Destarte, o magistério da Igreja, ciente da crescente relevância da IA, reconhece que essa tecnologia, embora prometa ampliar a criatividade e a eficiência, e até mesmo auxiliar na dinâmica da evangelização, também acende uma alerta. Papa Leão XIV já expressou preocupação com o potencial da IA, de comprometer a dignidade humana, a justiça e o trabalho. A Igreja Católica tem se dedicado a refletir sobre os impactos da IA enfatizando a importância de garantir que o progresso tecnológico não comprometa os valores fundamentais. Se por um lado, a IA pode ser uma ferramenta poderosa, oferecendo novos caminhos para a propagação da fé criando textos, códigos, imagens, áudios e vídeos, por outro lado surge a preocupante questão dos perigos que IAG pode trazer no campo da evangelização.
A IAG oferece um potencial imenso para ajudar a compartilhar e espalhar o Evangelho através de conteúdos, imagens, áudios, vídeos, códigos. No entanto, é crucial que seu uso não resulte na banalização do conteúdo religioso online. As ferramentas de IAG devem preservar a profundidade e a sacralidade do Evangelho, evitando a superficialidade que pode surgir da interação humana com a IA (prompts). Tal superficialidade pode desviar do comprometimento dos fiéis em participar nas suas comunidades paroquiais e eclesiais missionárias.

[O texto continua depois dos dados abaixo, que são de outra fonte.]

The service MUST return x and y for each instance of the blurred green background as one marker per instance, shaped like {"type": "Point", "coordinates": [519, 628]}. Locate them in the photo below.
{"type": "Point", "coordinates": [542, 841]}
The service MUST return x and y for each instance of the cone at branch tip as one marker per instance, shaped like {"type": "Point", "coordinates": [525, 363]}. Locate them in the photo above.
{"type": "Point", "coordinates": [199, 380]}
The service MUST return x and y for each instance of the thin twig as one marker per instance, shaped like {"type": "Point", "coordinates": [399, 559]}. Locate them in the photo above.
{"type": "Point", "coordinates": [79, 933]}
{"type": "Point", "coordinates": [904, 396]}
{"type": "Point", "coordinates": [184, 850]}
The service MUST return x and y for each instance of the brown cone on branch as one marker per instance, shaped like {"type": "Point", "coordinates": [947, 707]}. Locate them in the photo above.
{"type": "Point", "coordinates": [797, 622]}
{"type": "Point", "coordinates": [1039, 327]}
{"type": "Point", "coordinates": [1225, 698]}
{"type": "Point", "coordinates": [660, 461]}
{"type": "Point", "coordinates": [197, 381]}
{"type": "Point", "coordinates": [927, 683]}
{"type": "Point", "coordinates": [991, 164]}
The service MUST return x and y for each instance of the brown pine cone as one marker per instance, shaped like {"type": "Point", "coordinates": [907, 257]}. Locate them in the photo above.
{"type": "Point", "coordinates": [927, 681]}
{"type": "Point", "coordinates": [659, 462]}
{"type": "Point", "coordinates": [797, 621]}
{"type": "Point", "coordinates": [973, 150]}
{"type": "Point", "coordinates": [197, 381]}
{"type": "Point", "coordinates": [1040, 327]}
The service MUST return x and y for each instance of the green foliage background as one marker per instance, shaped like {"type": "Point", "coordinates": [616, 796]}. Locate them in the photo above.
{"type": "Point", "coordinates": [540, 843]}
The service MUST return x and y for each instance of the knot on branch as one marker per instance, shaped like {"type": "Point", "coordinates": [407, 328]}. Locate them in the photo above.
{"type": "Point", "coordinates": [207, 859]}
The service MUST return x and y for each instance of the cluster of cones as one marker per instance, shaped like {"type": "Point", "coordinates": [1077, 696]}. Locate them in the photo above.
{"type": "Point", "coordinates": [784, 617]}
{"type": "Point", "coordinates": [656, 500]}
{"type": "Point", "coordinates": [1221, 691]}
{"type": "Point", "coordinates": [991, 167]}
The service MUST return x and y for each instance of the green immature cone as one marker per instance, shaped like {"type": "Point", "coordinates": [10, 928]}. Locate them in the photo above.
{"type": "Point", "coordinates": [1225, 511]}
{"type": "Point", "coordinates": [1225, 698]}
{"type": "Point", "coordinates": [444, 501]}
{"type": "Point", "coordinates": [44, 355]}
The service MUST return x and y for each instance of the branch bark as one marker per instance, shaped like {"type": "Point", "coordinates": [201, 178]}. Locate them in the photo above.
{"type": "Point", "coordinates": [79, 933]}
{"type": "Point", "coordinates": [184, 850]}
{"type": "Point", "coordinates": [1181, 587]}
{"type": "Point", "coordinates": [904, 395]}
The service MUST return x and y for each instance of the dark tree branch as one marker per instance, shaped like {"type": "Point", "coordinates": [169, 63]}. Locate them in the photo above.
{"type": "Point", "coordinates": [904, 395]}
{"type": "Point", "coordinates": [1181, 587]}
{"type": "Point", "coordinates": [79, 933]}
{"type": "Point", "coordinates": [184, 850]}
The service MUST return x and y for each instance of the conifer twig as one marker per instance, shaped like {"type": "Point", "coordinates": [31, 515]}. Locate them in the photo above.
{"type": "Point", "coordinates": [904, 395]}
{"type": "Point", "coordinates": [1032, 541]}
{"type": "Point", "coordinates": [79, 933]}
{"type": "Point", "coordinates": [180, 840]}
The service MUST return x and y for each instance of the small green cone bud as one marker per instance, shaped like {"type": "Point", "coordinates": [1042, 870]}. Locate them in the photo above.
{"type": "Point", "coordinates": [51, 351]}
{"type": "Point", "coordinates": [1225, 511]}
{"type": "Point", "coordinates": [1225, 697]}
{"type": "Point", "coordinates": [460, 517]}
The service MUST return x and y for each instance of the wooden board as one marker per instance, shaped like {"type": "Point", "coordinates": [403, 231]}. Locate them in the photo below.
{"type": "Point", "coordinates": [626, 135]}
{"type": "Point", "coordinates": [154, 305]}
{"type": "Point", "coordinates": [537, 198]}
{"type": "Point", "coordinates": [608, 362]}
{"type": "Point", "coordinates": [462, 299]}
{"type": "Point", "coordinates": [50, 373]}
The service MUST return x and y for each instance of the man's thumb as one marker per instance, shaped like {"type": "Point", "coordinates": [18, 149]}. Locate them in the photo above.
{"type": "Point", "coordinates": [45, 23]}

O conteúdo fundamental da evangelização é Jesus Cristo e Sua revelação sobre Deus, configurando, assim, uma experiência de fé. No entanto, a IAG pode ser uma ferramenta auxiliar valiosa quando aplicada na reflexão teológica, no esclarecimento doutrinal, no planejamento pastoral, na proposta ética ou na prática religiosa. É relevante notar que a IAG tende focar em uma ética comportamental, em vez de promover um aprofundamento ético quanto aos valores e seus conflitos em situações concretas. Contudo, seu uso, quando explicitamente reconhecido, demostra honestidade intelectual.
A principal preocupação reside no risco de que a busca por reações imediatas e o foco em métricas, ao utilizar a IAG para criar, gerar, escrever, resumir, desenhar, responder e falar sobre ideias e conteúdos para evangelização, possam levar à manipulação. Isso pode resultar em respostas superficiais ou desalinhadas com os princípios éticos e teológicos da fé, um problema já perceptível nos resultados de muitos prompts.
Assim sendo, devemos ter a consciência de que o uso da IAG como técnica para ajudar a lançar as sementes do Verbo requer muita cautela. A verdadeira evangelização vai além da automação e da otimização algorítmica, ela se enraíza na ação discreta, mas poderosa, do Espírito Santo.